I nodded. That made sense so far.

‘In the central nervous system the equivalent of the plastic surround is a fatty tissue called myelin. When there is damage to the myelin, it’s called a sclerosis. This disease is called multiple sclerosis because there are several places where the myelin has degenerated.’

‘How many?’

‘Different people have different degrees of the disease. If they just have a few small scleroses in unimportant areas, they might never notice any symptoms. If they have big scleroses in important areas, they will have more problems.’

‘Like not being able to walk?’

‘Like not being able to walk.’

I took a deep breath. ‘So what are my scleroses like?’

‘Not too bad.
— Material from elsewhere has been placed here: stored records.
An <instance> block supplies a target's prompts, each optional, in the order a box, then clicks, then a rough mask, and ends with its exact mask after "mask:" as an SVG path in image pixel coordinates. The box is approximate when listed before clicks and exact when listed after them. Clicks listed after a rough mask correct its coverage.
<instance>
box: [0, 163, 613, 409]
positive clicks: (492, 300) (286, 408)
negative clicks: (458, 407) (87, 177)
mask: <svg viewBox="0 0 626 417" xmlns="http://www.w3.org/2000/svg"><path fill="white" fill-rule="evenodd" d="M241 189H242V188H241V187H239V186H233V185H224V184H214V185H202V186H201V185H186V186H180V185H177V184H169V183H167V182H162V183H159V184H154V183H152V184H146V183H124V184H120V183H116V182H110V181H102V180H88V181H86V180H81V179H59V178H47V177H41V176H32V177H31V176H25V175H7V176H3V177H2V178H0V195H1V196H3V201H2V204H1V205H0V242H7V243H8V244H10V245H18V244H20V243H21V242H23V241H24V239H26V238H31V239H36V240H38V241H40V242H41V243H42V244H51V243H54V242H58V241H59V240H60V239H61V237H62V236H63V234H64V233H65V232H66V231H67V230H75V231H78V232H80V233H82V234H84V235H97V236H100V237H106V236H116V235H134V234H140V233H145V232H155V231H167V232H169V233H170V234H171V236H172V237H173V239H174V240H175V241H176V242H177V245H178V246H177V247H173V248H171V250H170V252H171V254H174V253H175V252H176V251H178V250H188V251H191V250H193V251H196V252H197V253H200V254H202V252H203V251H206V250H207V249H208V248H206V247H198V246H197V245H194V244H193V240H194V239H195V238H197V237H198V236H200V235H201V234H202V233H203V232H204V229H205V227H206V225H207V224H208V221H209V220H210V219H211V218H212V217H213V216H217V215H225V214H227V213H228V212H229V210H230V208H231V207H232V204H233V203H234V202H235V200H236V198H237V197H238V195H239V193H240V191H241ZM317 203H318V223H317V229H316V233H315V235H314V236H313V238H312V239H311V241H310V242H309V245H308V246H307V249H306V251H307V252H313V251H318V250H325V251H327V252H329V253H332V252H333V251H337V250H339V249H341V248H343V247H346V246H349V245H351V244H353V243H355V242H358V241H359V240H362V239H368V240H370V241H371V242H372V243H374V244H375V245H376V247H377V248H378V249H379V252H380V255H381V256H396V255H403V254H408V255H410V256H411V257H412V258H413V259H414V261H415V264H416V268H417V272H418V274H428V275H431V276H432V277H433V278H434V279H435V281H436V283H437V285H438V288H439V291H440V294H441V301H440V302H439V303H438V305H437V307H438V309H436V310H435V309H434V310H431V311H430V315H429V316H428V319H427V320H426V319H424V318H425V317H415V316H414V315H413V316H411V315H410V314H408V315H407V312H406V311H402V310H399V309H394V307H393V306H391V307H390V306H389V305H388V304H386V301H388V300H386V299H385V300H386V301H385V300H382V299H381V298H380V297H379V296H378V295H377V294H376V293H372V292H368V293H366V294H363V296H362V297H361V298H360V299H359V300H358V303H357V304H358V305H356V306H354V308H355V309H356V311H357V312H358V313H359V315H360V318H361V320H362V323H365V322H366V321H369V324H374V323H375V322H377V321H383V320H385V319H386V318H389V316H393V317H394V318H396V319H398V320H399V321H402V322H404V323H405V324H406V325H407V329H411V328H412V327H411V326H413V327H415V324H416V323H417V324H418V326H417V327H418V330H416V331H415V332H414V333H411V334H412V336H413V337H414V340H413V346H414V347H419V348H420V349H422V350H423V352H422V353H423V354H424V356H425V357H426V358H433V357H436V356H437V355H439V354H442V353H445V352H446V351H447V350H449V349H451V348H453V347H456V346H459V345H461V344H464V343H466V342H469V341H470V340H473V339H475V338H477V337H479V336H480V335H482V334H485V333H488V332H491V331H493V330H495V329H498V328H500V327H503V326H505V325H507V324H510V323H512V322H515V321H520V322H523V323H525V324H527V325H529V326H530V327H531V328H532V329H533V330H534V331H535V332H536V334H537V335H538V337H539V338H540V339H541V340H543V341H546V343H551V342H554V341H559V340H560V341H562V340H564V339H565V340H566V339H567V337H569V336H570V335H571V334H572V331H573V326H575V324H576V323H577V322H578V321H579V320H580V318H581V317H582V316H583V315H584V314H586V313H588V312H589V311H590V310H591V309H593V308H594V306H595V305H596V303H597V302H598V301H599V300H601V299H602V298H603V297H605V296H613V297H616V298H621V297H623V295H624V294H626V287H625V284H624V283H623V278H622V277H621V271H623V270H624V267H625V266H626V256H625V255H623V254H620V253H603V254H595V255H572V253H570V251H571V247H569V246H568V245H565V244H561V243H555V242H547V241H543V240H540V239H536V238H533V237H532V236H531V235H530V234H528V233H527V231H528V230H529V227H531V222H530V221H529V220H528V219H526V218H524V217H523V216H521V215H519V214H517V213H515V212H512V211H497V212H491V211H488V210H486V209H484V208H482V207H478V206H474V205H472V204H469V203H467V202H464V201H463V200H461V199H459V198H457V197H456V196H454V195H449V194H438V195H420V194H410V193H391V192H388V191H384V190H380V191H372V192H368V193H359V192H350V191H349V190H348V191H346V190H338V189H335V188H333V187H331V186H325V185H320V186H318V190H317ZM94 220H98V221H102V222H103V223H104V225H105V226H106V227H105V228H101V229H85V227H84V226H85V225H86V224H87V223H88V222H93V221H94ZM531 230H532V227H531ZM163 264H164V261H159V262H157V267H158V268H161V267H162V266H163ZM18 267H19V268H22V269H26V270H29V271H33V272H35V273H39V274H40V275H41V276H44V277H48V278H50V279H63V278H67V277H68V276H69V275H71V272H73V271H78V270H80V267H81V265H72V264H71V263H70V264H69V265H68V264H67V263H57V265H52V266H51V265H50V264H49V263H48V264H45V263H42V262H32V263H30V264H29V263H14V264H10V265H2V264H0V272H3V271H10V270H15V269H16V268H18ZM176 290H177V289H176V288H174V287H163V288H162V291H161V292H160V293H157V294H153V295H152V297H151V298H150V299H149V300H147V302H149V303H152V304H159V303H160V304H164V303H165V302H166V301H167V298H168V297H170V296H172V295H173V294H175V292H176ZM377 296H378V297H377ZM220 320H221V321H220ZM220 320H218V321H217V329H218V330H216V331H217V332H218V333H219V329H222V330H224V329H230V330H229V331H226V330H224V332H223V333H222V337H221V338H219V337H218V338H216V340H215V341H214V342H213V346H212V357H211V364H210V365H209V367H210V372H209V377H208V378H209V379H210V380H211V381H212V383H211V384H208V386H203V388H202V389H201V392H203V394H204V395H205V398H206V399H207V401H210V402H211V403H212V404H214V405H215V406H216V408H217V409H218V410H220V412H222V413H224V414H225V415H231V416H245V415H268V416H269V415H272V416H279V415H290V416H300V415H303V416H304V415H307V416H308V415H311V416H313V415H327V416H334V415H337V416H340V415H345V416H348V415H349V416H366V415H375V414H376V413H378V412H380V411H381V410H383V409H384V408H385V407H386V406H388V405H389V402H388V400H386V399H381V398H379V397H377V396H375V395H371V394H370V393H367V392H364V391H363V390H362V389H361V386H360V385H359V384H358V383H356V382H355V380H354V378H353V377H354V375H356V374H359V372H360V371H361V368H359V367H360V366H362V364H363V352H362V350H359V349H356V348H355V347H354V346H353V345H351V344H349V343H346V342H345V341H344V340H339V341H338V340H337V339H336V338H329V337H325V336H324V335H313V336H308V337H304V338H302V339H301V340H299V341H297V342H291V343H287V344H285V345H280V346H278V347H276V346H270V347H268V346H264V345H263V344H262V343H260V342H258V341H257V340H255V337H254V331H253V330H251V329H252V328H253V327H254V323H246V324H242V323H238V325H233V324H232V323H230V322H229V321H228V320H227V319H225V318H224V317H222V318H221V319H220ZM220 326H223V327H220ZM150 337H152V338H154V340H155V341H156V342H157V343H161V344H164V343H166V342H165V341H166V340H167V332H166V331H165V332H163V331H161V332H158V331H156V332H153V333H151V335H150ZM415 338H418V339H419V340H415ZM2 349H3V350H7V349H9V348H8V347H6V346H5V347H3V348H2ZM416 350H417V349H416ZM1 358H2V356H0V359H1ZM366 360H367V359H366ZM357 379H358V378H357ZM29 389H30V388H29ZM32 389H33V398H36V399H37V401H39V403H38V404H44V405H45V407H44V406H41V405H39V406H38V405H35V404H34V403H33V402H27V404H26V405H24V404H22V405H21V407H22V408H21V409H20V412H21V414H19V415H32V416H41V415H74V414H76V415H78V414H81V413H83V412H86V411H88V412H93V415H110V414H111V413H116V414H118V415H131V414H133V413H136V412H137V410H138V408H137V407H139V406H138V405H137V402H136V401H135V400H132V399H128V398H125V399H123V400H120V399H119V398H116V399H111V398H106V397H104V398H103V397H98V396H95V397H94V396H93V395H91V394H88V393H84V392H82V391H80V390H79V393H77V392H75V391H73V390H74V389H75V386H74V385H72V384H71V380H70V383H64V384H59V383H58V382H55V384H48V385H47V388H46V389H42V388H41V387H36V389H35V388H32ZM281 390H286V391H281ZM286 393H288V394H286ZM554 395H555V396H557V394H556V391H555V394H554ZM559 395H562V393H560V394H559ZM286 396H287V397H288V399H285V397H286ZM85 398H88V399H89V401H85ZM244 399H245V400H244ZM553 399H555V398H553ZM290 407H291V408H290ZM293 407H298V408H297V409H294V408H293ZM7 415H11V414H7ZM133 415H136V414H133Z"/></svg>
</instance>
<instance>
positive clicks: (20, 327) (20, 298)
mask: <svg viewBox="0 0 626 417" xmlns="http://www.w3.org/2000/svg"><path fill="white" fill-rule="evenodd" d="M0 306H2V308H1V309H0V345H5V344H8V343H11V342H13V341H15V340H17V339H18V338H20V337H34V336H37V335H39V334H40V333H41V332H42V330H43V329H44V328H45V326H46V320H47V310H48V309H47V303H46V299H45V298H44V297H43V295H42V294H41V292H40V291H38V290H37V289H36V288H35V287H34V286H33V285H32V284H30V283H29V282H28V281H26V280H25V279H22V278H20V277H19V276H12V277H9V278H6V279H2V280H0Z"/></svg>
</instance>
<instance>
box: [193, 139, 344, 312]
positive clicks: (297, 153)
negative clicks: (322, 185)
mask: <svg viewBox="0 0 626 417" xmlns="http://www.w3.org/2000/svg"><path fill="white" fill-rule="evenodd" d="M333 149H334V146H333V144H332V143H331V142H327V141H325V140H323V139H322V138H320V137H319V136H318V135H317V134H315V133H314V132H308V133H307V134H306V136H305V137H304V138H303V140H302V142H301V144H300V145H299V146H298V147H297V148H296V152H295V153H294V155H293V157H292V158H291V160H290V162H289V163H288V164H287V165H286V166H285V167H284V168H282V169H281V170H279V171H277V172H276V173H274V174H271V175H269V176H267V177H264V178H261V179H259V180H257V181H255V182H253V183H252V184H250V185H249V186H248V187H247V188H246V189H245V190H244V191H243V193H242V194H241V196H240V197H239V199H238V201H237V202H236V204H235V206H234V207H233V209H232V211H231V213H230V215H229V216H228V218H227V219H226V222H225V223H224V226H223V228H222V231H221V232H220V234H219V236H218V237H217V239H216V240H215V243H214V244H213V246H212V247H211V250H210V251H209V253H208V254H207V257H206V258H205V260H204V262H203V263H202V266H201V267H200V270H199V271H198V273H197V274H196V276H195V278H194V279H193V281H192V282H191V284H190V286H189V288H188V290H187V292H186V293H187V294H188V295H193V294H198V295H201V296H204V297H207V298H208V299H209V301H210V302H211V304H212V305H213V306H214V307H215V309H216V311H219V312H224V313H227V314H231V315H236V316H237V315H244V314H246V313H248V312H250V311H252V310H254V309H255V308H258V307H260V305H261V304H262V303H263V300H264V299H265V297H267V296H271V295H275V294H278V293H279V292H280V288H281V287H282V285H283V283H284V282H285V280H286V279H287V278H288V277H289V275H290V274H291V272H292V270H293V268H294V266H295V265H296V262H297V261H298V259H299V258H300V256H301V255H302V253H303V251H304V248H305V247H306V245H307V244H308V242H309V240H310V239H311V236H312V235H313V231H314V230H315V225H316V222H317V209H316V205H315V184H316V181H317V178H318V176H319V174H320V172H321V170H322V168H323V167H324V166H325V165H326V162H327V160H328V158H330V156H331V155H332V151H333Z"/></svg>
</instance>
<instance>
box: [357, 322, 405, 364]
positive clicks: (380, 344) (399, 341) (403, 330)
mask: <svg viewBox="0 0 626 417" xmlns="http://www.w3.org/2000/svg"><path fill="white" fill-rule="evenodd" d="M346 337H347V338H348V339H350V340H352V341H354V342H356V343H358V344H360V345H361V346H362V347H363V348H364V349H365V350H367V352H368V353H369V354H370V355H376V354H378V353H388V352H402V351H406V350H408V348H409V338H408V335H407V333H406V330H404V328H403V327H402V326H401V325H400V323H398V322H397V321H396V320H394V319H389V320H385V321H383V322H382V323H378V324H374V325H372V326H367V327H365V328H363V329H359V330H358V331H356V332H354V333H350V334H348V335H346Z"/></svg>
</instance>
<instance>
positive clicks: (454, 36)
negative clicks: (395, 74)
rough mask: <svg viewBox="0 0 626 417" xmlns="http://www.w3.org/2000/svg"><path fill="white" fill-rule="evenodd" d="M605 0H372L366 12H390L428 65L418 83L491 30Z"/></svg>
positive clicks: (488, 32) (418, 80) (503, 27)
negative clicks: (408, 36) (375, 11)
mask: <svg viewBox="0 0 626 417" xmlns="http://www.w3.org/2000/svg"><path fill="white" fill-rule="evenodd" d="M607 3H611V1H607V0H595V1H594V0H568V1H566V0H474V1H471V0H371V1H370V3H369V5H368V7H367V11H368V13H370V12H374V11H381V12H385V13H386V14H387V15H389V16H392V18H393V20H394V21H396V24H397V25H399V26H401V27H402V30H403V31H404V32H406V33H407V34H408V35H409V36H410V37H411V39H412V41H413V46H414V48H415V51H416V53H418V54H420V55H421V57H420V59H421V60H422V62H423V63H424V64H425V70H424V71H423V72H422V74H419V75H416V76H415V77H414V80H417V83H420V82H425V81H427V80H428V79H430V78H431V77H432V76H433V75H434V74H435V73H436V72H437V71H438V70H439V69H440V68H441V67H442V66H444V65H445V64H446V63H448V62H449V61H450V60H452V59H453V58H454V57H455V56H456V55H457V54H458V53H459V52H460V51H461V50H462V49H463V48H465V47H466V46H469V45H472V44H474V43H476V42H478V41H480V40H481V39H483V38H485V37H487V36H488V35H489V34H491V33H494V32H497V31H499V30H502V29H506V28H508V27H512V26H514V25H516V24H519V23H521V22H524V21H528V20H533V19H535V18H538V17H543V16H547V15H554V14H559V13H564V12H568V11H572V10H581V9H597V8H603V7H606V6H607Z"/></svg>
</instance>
We’ll just have to wait and see how things progress.’

That was something. At least he hadn’t said, ‘Huge, gigantic, massive.’

‘I’ve heard about this drug beta-interferon. Should I start taking it straight away?’

‘I’m afraid you’re not a suitable candidate for beta-interferon,’ he said, dashing one of my pet hopes. ‘There’s a type of MS called relapsing-remitting and research suggests this drug may reduce the frequency of relapses, but I think you have another type called primary progressive. You’ve shown a pattern of mild but continuous symptoms, rather than severe episodes followed by periods of remission.’

‘Is that better?’ I wanted to ask, but didn’t. I had a feeling it wasn’t. I didn’t like the sound of the word ‘progressive’. Instead I asked, ‘What’s going to happen?’